Boyd operates 29 casinos in 10 states, 21 of which are now open for business. Last month, the company restarted a combined eight gaming properties in Kansas, Louisiana, and Mississippi with 13 more, including nine in Las Vegas, joining the fold from June 1 to June 4.
For the assets that are opened, management is encouraged by the early visitation/spending patterns, but continues to caution that it’s still early on and a lot can change in the current uncertain operating environment,” said Stifel analyst Steven Wieczynski in a note obtained by Casino.org.
The analyst notes Boyd’s cost structure can decline even as demand increases, and that management believes the company can be free cash flow (FCF) positive at revenue that’s just 60 percent of 2019 levels. For individual properties, that percentage is even lower relative to last year’s tallies, notes Wieczynski.
More Reopenings Coming
Boyd management believes the company will restart the eight currently shuttered venues over the next month. That group includes the East Side Cannery, Eldorado, and Main Street Station in Las Vegas. Indiana casinos are expected to come back online in the middle of this month, while Ohio Gov. Mike DeWine said last week Buckeye State gaming venues can open their doors on June 18. Boyd owns two gaming venues in the Hoosier State and Belterra Park in Ohio.
In Illinois, where Boyd runs the Par-A-Dice, the Illinois Gaming Board (IGB) issued reopening policies to operators and is optimistic casinos in the state can restart on June 26. Three Pennsylvania gaming properties reopen on Friday, but that trio doesn’t include Boyd’s Valley Forge.
Wieczynski notes that many Boyd venues reopened in advance of Memorial Day weekend and gamblers, flush with government stimulus cash, were eager to get out and enjoy life, creating a “perfect storm” for demand.
“While forward demand will be tough to predict in the near-term, management is extremely optimistic that their lower cost structure should remain in place even as demand creeps closer to ‘normal’ operating levels,” said the analyst.
Silver Lining Playbook
Wieczynski points out the Boyd management was able to find a “silver lining” in the COVID-19 shutdown, as it allowed the company to adjust operations to meet new supply/demand dynamics. The analyst notes executives compared the coronavirus closures favorably to the global financial crisis.
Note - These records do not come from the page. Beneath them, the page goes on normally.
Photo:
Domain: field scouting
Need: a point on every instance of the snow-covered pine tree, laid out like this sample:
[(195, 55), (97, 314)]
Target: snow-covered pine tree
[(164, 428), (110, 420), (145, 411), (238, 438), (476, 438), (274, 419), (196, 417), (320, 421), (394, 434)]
During that prior recession, visits to Boyd properties slipped just 10 percent. But consumer spending tumbled by half, making it difficult for the operator to reconfigure costs on the fly.
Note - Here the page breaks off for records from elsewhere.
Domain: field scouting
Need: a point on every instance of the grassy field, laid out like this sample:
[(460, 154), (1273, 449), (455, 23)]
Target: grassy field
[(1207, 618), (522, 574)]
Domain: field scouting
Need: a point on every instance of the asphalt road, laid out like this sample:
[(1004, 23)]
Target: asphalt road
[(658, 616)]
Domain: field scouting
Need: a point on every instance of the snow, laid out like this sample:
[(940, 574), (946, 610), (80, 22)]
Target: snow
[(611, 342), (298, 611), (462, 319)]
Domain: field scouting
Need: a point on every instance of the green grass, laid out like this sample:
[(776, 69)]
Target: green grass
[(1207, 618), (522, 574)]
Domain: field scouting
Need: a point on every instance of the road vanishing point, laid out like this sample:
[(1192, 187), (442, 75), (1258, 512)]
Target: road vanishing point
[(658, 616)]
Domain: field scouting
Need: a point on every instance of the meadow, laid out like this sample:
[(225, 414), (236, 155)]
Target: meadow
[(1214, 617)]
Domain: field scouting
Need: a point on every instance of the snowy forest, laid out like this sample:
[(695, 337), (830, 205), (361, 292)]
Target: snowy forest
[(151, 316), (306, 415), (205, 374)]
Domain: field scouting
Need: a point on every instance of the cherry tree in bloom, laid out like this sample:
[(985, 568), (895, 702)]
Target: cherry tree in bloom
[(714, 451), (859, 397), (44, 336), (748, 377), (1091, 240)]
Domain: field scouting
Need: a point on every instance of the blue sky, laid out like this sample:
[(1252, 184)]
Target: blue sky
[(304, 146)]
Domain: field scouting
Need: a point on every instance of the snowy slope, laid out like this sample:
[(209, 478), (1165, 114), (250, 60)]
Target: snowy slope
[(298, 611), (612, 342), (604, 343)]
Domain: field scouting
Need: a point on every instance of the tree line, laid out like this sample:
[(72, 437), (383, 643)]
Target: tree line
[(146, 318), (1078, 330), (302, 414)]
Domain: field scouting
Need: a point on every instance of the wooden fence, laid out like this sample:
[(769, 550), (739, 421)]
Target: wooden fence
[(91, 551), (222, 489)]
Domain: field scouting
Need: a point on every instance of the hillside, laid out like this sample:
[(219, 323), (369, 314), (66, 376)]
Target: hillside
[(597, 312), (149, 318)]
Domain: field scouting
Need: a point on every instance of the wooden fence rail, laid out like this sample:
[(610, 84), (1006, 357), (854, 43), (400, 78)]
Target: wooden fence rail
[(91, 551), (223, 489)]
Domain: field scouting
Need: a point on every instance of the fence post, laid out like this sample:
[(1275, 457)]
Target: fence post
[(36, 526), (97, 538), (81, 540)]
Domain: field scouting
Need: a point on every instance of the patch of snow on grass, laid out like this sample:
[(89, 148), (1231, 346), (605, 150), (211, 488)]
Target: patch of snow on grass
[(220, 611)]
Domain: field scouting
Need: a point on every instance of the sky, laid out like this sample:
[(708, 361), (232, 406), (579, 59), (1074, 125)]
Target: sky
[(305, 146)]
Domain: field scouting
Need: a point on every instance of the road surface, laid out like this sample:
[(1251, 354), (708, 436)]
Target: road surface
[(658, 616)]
Addressing the hot online casinos and sports betting areas, segments that Boyd has exposure to, Wieczynski says the company continues to like its arrangement with FanDuel, and that it saw a spike in demand in Pennsylvania for its internet casino offering during the COVID-19 shutdown.
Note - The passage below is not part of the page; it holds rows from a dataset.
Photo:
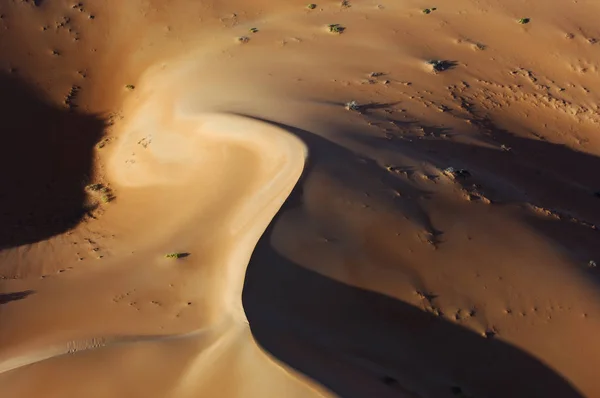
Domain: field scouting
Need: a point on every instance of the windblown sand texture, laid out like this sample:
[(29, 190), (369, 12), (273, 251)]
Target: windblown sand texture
[(192, 205)]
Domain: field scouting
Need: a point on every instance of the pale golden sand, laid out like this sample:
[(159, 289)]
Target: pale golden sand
[(329, 252)]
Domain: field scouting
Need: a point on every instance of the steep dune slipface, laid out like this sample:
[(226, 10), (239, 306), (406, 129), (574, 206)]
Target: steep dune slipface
[(442, 240)]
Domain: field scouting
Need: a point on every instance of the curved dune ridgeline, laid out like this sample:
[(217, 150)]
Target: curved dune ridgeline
[(355, 199)]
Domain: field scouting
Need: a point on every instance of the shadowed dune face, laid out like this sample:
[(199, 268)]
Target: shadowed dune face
[(386, 346), (383, 275), (6, 298), (45, 163)]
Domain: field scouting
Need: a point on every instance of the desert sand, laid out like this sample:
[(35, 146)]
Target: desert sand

“One bright spot from the weeks since BYD’s retail casinos were closed has been iGaming at Valley Forge in Pennsylvania, where management noted the revenue run rate for the business has been 60% higher than it was when the company’s physical locations were open, with customer acquisitions up significantly,” said the analyst.
Boyd management said its online casinos business is profitable and that it expects to roll out that operation in other states as permitted.
Wieczynski has a “buy” rating and $28 price target on Boyd stock, implying upside of almost 22 percent from where it trades at this writing.